C’est bien évidemment très critiquable vis-à-vis de la démocratie européenne. Rien n’a été respecté : ni les rôles et règles institutionnels, ni les équilibres et représentations politiques, ni le droit européen, bien moins encore le sort des personnes exilées. C’est un scandale, que je ne cesserai de dénoncer.

Quel a été le rôle, s’il y en a eu un, des autorités françaises, dans l’adoption du pacte ?
La France a lourdement pesé dans les négociations autour du pacte. Une enquête d’Investigate Europe montre à quel point les autorités françaises ont fait pression pour obtenir la possibilité d’enfermer les mineurs aux frontières de l’Europe. Et cela, alors qu’au niveau national, Gérald Darmanin se targuait d’avoir fait adopter une loi Immigration interdisant l’enfermement des enfants.
La France n’a pas non plus aidé sur le texte que je négociais, la réforme du système Dublin, avec toujours le même argument : le fameux risque d’« appel d’air ». Si la réforme de Dublin est un échec, la France est en grande partie responsable.

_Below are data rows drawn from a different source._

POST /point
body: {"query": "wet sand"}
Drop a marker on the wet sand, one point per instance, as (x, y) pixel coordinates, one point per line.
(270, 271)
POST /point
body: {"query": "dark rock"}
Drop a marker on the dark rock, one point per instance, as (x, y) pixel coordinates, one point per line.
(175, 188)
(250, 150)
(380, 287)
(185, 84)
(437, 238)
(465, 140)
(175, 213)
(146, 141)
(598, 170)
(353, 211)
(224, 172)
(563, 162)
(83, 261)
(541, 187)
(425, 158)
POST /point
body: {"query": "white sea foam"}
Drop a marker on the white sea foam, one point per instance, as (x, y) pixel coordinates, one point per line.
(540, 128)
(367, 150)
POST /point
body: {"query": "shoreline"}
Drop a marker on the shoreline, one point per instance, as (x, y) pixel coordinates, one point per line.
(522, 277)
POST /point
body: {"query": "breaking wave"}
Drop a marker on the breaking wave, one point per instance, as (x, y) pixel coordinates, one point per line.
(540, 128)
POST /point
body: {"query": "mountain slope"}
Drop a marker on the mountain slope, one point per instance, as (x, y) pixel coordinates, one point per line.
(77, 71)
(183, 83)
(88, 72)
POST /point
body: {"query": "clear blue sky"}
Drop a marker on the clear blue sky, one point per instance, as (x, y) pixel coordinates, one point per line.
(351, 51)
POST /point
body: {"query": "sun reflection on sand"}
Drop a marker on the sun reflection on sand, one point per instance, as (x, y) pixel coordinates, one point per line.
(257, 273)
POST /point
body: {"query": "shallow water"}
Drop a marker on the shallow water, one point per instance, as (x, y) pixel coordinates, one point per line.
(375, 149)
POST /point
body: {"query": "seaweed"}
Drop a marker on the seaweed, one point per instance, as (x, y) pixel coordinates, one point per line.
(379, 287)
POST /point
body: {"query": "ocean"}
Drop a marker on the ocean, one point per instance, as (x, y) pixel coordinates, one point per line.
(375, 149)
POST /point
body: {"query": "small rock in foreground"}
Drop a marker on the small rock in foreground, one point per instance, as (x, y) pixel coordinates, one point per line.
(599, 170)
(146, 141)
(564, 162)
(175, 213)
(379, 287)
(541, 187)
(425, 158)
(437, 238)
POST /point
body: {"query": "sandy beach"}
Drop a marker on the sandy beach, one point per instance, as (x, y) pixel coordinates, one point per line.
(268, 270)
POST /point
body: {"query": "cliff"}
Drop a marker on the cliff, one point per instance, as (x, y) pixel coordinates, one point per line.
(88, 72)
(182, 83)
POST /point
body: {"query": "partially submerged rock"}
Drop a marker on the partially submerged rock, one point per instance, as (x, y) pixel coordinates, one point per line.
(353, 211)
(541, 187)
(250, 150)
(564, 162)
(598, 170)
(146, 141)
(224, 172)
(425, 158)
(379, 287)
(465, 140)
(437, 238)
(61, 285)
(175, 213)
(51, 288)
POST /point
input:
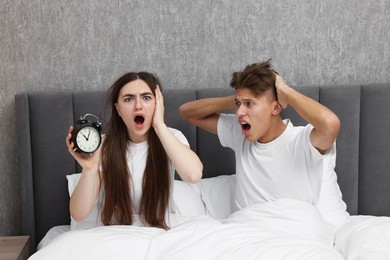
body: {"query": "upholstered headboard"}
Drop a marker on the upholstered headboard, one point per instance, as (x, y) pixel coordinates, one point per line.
(43, 120)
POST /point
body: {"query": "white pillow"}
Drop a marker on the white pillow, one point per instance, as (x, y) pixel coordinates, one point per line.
(93, 219)
(330, 204)
(187, 199)
(218, 195)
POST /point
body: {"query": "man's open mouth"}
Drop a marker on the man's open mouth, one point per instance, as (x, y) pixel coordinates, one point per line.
(139, 121)
(245, 129)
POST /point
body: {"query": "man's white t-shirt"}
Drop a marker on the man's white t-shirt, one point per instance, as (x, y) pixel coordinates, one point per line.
(287, 167)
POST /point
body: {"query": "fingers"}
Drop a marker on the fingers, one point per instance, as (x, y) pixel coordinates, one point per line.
(69, 143)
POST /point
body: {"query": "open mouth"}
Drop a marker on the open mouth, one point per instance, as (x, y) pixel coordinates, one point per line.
(139, 121)
(245, 128)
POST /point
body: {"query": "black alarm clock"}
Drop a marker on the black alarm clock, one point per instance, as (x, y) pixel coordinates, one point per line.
(86, 134)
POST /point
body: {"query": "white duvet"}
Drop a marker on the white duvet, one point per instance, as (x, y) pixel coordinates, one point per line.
(284, 229)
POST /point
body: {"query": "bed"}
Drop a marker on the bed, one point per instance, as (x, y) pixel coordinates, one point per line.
(351, 220)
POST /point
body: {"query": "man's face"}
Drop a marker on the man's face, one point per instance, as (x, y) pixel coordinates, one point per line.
(255, 113)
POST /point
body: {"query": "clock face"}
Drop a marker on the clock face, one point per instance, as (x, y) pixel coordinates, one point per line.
(88, 139)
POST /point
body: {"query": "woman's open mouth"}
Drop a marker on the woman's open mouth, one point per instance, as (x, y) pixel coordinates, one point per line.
(139, 121)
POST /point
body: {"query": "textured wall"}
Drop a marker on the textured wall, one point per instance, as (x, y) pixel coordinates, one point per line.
(67, 44)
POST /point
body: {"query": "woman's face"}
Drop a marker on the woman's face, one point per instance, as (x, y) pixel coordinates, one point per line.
(136, 105)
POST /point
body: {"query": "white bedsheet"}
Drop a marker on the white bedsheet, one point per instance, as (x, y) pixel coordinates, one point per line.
(284, 229)
(364, 238)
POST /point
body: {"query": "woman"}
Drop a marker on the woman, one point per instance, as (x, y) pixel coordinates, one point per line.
(136, 162)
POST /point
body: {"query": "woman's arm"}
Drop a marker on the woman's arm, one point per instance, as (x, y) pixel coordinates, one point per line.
(186, 162)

Quelle serait, pour vous, la politique européenne à suivre en matière de migration ? Quelles dispositions auraient dû être prise à la place de ce que contient le pacte ? Quelles seraient vos propositions ?
Ce pacte est une très mauvaise réforme, qui ne règle aucun des dysfonctionnements actuels et qui risque d’entraîner de multiples violations des droits des personnes exilées.
Tout au long des négociations, j’ai défendu le respect du droit international et européen. Or, tous les textes rognent sur les acquis européens en matière d’asile. On a même intégré en connaissance de cause des éléments ouvertement contraires au droit et à la jurisprudence des cours européennes !
L’accueil digne et inconditionnel sur le territoire de l’UE devrait être notre boussole. Avec une répartition équitable des demandeurs d’asile entre États membres et la fin de la règle du premier pays d’entrée. L’ensemble des liens significatifs existants entre les exilés et les États membres, en premier lieu les liens familiaux doivent être pris en compte.
Les standards et droits procéduraux, tels que le droit au recours effectif et l’effet suspensif automatique des recours auraient dû être préservés. Le droit à une assistance juridique gratuite à tous les stades des procédures aurait dû être garanti.
Il faut également assurer des voies légales et sûres d’accès au territoire de l’UE.
Il faut instaurer un mécanisme de solidarité obligatoire entre États membres, avec comme principales mesures les relocalisations des demandeurs et demandeuses d’asile au sein de l’UE. La solidarité ne peut être qu’humaine, ce n’est pas un chèque pour financer des murs et des barbelés, ou encore des garde-côtes en Libye ou en Tunisie.
Enfin, je continue de défendre la mise en place d’un système de recherche et de sauvetage coordonné et financé par l’UE, dans le respect des droits humains et du droit maritime international. Il faut sauver les vies en mer, peu importe d’où les personnes viennent : c’est un devoir moral !

Et maintenant ?
Le pacte organise la détention massive des exilés et fait des procédures attentatoires aux droits et libertés la norme. Il sera extrêmement important de s’assurer de la présence d’avocats tout au long des procédures, en particulier le filtrage et les procédures d’asile et de retour à la frontière. Nous avons réussi à faire en sorte que les dispositions de la directive Accueil (pour les personnes demandant l’asile) et celles de la directive Retour (pour les autres) s’appliquent. Cela sera utile pour le contentieux.
Il va falloir aussi surveiller les pratiques aux frontières, dénoncer les refoulements illégaux et les atteintes à la Convention de Genève.
Un travail peut déjà commencer maintenant que les textes sont disponibles. Nous pouvons identifier les recours possibles, les stratégies en termes de contentieux, surveiller les plans de mises en œuvre de la France.

Merci de votre éclairage.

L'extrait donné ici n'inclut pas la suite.